Allwyn and OPAP merge to create €16 billion business with plans for global exchange listing

Allwyn and OPAP merge to create €16 billion business with plans for global exchange listing

Summary

Allwyn International and Greece’s OPAP have agreed to merge, creating a combined lottery and gaming business valued at around €16 billion. The boards of both companies have approved the deal; Allwyn will hold a 78.5% economic interest while OPAP will retain 21.5%.

The transaction builds on a long-standing relationship (KKCG, Allwyn’s controlling shareholder, first invested in OPAP in 2013). Allwyn currently owns 51.78% of OPAP. Subject to regulatory approvals including Greece’s Hellenic Gaming Commission, the merger is expected to close in H1 2026.

The combined business will continue listing on the Athens Stock Exchange and plans an additional listing on a major global exchange such as London or New York. Corporate moves include OPAP hiving down Greek operations, transferring its statutory seat to Luxembourg, Allwyn contributing assets to a LuxCo, and the new group re-domiciling to Switzerland (Allwyn’s HQ).

Leadership and governance: Allwyn CEO Robert Chvatal will lead the combined company, supported by Allwyn CFO Kenneth Morton. OPAP’s current management will continue to run the Greece and Cyprus operations. Karel Komarek will chair an eight-person board made up of six Allwyn directors plus two independent non-execs.

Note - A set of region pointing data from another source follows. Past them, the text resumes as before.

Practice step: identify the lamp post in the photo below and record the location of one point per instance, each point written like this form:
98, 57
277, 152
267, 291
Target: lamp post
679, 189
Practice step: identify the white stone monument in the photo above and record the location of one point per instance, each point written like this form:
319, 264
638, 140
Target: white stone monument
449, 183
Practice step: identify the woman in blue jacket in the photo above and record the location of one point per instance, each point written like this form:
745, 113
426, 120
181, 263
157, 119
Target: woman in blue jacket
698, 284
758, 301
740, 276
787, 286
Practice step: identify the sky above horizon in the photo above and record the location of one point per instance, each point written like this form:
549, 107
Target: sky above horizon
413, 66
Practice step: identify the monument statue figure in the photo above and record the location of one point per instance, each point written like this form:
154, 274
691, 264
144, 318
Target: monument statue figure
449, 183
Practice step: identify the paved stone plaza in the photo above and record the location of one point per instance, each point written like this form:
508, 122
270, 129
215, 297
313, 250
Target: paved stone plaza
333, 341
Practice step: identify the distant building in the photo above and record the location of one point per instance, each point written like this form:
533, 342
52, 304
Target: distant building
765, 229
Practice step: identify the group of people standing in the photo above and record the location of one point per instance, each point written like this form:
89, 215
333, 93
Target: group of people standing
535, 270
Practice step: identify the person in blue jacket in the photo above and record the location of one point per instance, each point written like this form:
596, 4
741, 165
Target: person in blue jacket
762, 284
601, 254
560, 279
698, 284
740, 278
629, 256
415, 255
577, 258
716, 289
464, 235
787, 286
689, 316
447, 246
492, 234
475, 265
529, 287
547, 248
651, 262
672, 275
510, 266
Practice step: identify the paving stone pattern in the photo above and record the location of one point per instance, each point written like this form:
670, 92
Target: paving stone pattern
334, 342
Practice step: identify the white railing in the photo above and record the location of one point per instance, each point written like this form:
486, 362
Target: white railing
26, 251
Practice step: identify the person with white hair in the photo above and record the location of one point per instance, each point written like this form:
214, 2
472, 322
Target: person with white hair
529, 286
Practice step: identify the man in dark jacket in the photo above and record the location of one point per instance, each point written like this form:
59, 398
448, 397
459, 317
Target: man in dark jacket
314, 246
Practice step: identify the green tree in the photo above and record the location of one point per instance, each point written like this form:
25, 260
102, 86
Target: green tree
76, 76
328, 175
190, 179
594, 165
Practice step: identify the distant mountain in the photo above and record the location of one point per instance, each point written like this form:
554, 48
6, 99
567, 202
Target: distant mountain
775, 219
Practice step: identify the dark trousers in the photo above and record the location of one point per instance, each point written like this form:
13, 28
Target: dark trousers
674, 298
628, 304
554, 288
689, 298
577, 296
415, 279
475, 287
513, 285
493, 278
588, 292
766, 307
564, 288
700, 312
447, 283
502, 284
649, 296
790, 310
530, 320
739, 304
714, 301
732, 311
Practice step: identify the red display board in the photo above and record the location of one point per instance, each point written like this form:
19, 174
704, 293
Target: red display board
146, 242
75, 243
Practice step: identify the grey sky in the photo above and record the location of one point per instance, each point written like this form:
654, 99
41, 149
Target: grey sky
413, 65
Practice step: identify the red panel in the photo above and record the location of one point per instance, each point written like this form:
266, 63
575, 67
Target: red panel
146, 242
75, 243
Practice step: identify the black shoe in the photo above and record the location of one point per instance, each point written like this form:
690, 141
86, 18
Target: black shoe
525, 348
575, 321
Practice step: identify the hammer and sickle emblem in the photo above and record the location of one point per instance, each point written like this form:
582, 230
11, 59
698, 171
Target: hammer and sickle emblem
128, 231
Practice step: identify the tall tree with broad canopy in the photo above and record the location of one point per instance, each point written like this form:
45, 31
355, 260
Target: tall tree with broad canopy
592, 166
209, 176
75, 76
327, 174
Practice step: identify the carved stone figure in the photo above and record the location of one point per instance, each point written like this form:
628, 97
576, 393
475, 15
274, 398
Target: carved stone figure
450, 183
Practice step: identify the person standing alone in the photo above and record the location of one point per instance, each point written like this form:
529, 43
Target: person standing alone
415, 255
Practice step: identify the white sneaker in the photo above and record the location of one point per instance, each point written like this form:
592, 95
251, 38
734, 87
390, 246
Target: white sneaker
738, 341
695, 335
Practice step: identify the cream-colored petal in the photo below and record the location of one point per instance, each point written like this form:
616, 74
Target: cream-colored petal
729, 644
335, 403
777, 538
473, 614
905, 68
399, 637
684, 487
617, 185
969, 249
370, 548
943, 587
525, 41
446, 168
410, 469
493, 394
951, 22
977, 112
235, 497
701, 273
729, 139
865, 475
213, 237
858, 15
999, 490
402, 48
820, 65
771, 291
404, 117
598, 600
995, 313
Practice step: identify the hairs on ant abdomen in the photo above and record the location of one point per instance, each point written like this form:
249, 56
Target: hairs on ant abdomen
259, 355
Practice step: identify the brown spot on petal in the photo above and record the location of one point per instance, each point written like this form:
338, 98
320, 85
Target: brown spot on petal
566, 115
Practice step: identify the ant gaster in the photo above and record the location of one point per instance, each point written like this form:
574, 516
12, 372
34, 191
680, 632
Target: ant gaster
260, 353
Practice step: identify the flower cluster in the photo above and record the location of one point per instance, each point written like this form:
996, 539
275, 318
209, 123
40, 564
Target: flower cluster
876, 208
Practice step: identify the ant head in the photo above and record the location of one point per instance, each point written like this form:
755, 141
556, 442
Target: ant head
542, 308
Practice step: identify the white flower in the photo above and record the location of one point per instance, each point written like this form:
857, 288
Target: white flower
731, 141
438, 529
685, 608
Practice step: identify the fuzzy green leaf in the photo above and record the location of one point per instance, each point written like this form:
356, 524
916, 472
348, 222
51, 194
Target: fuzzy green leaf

Strategic rationale emphasises scale, digitalisation, proprietary technology, AI capabilities, in-house content and faster innovation. Allwyn projects double-digit EBITDA CAGR from 2024–2026 for the combined group, significantly ahead of OPAP on a standalone basis. Recent Allwyn moves referenced in the announcement include the PrizePicks stake, the new Allwyn Digital division, and a tech overhaul of the UK National Lottery. The deal may also clear a path for Allwyn to take full control of Betano in future.

Key Points

  • Merged company valued at ~€16 billion; Allwyn to hold 78.5% economic interest, OPAP 21.5%.
  • Deal approved by both boards; expected close in H1 2026 subject to regulatory sign-offs (including Greece).
  • Combined entity will remain listed in Athens and seeks an additional global listing (London or New York).
  • Corporate restructuring: OPAP will hive down Greek assets and move its statutory seat to Luxembourg; the merged group will re-domicile to Switzerland.
  • Robert Chvatal (Allwyn) named CEO of the combined business; Karel Komarek to chair an eight-person board.
  • Strategic focus on digitalisation, proprietary technology, AI and in-house content to accelerate growth and reduce third‑party dependency.
  • Allwyn forecasts double-digit EBITDA CAGR (2024–2026) for the combined business, signalling stronger growth prospects than OPAP alone.
  • Deal complements recent Allwyn moves (PrizePicks stake, Allwyn Digital, UK National Lottery tech upgrade) and could lead to further consolidation like taking full control of Betano.

Context and relevance

This merger creates the world’s second-largest listed gaming and lottery operator and is a major consolidation in the industry. It reflects broader trends: operators seeking scale, vertical control over tech and content, and access to wider capital markets via multiple listings and re-domiciling. For competitors, suppliers, regulators and investors, the combined group’s size, tech capabilities and cross-border footprint will materially reshape market dynamics in Europe and beyond.

Why should I read this?

Because this is big. Two heavyweights are joining forces to make a €16bn gaming giant that’s gearing up to list globally and double down on tech and AI. If you work in gaming, investment, or regulation (or you just want to know who’s buying who), this tells you who’s likely to call the shots next. Short version: scale, cash, tech — worth your five minutes.